The governance semantics of the GSM are derived from the ontology: an activity is a governance touchpoint not because it is flagged as one, but because an Entitlement is mapped to the Interaction associated with that Activity. The relationship carries the semantics. The ontology, not application-layer metadata, determines what is governed.
PlausibleBA and the Value Cognition Canvas (VCC) are the primary commercial implementations of the CAPSICUM framework, providing value stream mapping, friction analysis, entitlement management, and governance visualisation on top of the formal GSM specification defined in this repository.
The specification is open. The reference implementation is open source. Commercial implementations add the tooling that makes the specification practical across an enterprise.
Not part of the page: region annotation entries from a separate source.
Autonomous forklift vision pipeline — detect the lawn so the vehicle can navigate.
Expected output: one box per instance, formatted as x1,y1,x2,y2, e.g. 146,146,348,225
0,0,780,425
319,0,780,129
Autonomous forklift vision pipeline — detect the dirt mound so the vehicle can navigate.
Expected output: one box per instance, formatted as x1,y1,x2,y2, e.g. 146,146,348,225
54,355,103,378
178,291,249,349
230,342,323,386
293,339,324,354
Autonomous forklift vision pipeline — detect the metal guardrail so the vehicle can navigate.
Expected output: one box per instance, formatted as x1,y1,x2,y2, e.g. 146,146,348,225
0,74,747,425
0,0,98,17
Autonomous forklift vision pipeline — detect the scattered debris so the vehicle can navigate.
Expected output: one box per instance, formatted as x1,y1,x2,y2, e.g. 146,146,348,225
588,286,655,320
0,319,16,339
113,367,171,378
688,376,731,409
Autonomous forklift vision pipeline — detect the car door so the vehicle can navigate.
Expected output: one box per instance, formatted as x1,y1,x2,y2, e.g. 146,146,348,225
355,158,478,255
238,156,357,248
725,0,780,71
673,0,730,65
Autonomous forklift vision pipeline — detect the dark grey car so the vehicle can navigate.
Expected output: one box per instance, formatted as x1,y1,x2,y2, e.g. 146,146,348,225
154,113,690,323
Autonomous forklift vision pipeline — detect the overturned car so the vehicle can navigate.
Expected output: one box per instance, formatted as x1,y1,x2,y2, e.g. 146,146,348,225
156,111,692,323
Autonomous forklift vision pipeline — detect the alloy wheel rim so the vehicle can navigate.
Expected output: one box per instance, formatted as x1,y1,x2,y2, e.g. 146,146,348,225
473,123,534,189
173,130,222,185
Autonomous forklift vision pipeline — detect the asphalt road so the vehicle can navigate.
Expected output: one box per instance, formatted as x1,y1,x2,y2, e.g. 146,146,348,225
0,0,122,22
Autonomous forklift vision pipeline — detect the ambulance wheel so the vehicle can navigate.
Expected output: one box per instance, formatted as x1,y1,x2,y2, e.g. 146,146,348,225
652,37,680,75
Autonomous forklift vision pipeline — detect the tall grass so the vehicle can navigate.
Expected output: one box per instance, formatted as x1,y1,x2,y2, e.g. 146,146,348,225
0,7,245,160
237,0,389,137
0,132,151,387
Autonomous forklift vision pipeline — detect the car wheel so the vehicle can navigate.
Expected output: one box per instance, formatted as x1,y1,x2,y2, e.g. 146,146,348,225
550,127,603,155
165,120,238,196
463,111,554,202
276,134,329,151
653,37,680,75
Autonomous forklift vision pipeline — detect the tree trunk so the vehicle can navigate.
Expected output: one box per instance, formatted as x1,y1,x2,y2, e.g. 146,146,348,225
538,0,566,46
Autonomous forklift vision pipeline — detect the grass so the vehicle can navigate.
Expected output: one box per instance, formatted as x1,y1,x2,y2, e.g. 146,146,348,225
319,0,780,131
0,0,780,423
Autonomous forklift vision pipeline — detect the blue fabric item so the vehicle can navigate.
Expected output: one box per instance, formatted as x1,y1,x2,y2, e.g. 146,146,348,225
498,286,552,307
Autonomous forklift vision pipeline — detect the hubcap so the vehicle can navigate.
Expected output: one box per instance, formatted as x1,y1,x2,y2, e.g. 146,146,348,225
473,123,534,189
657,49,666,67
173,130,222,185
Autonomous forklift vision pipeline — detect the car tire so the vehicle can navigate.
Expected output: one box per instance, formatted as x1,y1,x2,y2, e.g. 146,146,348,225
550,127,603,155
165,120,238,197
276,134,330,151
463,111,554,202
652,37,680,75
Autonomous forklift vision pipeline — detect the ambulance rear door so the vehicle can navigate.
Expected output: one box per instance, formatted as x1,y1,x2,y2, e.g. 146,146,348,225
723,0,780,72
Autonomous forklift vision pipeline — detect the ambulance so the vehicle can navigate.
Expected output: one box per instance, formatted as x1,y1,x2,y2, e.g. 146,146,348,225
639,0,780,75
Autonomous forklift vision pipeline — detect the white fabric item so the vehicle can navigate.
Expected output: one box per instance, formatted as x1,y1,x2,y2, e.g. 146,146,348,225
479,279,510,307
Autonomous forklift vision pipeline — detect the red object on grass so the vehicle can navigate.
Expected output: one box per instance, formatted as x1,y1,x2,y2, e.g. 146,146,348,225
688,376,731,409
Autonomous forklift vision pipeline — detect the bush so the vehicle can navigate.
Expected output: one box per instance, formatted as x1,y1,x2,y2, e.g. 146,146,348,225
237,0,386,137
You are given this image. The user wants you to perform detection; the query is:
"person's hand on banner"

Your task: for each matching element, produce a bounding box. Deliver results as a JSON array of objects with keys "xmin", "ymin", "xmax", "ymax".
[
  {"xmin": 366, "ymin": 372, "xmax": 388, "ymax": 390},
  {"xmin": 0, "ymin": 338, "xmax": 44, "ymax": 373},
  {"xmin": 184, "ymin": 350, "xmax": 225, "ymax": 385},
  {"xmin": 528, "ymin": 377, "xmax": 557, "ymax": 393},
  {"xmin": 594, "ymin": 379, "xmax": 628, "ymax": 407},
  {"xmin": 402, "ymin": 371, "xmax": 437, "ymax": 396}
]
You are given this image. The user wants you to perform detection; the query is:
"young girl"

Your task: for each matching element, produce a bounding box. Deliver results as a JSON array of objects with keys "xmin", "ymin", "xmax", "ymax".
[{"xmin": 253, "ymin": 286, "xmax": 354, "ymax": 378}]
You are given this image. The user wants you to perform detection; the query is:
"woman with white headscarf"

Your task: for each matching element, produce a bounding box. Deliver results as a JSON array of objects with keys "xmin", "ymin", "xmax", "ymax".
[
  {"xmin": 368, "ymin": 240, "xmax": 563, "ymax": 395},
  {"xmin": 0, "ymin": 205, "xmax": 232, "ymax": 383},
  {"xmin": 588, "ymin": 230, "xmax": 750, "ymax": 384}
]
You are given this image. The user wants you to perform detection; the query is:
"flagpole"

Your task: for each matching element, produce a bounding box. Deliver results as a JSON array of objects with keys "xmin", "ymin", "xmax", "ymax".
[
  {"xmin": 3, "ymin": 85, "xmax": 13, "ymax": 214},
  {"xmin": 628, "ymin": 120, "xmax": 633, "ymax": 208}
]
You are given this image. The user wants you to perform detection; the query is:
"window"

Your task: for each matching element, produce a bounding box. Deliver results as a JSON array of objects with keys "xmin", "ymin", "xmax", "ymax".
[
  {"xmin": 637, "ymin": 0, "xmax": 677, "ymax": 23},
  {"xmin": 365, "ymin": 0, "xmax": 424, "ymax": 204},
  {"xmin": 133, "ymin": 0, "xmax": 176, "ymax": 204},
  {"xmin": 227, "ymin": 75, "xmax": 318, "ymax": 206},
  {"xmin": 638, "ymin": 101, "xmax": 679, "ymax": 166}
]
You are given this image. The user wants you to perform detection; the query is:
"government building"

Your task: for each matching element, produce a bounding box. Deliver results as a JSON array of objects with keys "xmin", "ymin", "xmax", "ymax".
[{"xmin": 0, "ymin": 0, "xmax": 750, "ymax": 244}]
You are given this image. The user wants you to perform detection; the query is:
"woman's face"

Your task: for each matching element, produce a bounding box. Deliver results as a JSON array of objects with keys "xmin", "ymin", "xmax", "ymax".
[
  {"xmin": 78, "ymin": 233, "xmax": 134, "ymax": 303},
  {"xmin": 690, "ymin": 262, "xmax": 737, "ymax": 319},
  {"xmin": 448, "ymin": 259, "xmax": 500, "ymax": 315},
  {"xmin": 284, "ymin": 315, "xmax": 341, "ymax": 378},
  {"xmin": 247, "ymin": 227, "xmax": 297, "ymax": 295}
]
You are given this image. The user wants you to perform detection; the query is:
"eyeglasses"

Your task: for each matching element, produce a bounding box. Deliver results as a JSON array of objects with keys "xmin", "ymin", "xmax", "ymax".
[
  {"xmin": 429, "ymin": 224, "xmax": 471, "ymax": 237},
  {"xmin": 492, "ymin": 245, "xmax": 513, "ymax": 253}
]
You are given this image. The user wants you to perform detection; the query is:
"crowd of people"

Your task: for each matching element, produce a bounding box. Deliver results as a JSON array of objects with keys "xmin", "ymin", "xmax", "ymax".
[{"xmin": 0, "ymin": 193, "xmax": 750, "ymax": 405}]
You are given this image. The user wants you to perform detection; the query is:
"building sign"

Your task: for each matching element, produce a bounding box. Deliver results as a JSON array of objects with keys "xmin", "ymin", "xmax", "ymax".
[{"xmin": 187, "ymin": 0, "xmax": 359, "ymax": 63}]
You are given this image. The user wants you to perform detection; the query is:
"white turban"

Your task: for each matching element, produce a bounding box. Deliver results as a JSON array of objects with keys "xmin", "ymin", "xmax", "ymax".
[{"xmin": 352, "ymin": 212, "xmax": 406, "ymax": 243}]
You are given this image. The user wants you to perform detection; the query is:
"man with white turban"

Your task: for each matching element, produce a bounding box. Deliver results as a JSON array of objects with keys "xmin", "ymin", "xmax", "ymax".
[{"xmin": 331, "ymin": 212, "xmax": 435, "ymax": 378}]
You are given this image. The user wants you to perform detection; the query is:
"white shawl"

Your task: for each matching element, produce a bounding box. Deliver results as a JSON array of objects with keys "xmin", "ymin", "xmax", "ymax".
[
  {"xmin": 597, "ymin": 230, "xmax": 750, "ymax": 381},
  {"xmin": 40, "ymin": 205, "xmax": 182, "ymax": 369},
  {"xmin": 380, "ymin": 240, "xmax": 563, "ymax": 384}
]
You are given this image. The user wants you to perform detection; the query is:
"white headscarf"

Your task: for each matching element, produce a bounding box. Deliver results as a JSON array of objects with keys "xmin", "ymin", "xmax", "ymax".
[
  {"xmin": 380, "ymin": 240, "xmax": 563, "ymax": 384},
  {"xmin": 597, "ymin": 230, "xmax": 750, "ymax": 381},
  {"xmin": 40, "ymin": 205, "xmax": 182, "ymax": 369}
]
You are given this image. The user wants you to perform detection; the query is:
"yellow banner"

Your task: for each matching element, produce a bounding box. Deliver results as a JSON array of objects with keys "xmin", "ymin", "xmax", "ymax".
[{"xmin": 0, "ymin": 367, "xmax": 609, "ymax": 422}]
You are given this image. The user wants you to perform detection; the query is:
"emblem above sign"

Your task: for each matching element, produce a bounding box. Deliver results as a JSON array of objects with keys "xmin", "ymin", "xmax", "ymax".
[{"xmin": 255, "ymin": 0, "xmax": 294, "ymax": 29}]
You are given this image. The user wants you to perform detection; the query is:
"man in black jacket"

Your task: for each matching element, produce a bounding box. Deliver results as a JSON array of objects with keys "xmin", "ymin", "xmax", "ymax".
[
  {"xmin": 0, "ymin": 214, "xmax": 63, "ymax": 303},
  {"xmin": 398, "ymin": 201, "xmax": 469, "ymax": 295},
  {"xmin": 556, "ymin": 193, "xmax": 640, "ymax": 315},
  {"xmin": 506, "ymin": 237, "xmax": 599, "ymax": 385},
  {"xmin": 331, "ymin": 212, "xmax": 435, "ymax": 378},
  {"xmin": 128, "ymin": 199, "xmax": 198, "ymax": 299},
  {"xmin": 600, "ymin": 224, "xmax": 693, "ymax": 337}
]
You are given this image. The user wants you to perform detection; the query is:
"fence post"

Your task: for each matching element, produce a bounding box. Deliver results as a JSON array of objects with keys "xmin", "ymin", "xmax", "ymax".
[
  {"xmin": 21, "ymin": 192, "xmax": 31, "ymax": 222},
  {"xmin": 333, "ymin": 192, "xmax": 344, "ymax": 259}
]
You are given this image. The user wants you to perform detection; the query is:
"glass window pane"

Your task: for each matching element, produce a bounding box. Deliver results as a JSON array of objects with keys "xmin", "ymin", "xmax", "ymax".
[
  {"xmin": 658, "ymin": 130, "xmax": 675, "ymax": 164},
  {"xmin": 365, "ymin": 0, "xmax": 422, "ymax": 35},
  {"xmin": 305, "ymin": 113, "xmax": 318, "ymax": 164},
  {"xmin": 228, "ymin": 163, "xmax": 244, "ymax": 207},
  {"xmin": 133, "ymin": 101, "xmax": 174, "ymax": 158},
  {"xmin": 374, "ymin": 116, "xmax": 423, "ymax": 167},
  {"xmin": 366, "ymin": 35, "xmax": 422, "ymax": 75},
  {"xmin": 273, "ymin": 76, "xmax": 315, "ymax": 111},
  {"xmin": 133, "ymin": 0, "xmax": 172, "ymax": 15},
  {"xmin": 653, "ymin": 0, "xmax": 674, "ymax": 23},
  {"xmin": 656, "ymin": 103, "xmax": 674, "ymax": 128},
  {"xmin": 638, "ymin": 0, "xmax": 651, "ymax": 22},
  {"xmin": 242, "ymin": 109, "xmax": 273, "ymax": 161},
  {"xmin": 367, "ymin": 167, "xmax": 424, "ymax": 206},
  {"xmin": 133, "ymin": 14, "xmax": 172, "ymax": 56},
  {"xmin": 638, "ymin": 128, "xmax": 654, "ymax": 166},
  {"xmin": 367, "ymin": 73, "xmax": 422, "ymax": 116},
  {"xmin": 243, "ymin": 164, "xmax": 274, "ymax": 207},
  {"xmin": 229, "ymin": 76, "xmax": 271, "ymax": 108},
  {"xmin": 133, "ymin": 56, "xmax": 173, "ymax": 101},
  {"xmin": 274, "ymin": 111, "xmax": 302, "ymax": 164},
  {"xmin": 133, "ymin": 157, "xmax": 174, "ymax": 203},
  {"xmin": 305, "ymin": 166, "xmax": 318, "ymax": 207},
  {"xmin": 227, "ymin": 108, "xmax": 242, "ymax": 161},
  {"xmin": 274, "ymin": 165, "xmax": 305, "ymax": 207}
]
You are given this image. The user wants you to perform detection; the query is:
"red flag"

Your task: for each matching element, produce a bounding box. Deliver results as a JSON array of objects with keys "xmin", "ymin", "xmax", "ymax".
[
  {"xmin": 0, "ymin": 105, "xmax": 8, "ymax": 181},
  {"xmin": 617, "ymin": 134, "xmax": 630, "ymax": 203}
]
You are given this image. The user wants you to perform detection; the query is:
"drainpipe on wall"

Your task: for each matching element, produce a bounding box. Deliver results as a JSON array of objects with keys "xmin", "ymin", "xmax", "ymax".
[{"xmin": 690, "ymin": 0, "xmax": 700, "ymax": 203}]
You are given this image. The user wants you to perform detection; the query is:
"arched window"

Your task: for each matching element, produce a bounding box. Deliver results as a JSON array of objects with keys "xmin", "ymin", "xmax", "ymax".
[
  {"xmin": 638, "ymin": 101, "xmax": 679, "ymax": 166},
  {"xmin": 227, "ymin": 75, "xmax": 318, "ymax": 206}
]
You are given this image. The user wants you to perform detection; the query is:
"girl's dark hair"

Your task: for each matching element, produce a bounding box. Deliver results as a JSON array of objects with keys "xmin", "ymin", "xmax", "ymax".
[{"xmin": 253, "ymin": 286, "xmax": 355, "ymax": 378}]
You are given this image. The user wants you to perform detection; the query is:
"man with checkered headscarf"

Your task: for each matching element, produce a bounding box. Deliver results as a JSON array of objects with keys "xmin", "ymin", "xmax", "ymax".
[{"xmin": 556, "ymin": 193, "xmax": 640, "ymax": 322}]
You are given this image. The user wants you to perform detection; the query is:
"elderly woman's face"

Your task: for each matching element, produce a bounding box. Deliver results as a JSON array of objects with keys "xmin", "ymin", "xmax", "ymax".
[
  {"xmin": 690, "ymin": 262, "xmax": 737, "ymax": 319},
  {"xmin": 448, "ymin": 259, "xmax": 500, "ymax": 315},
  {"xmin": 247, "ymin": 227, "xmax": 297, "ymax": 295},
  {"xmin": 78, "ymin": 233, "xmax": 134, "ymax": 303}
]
See CONTRIBUTING.md for guidelines. The specification is the source of truth; code must conform to the spec.
- Specification (
spec/): Creative Commons CC-BY 4.0 - Code (
reference-implementation/): Apache License 2.0
See LICENSE.md for full texts.
Terry Roach is a UTS Research Fellow and Chair of the IIBA. He completed his PhD at UNSW in 2011 developing the CAPSICUM Framework, a formal ontology of purposeful action.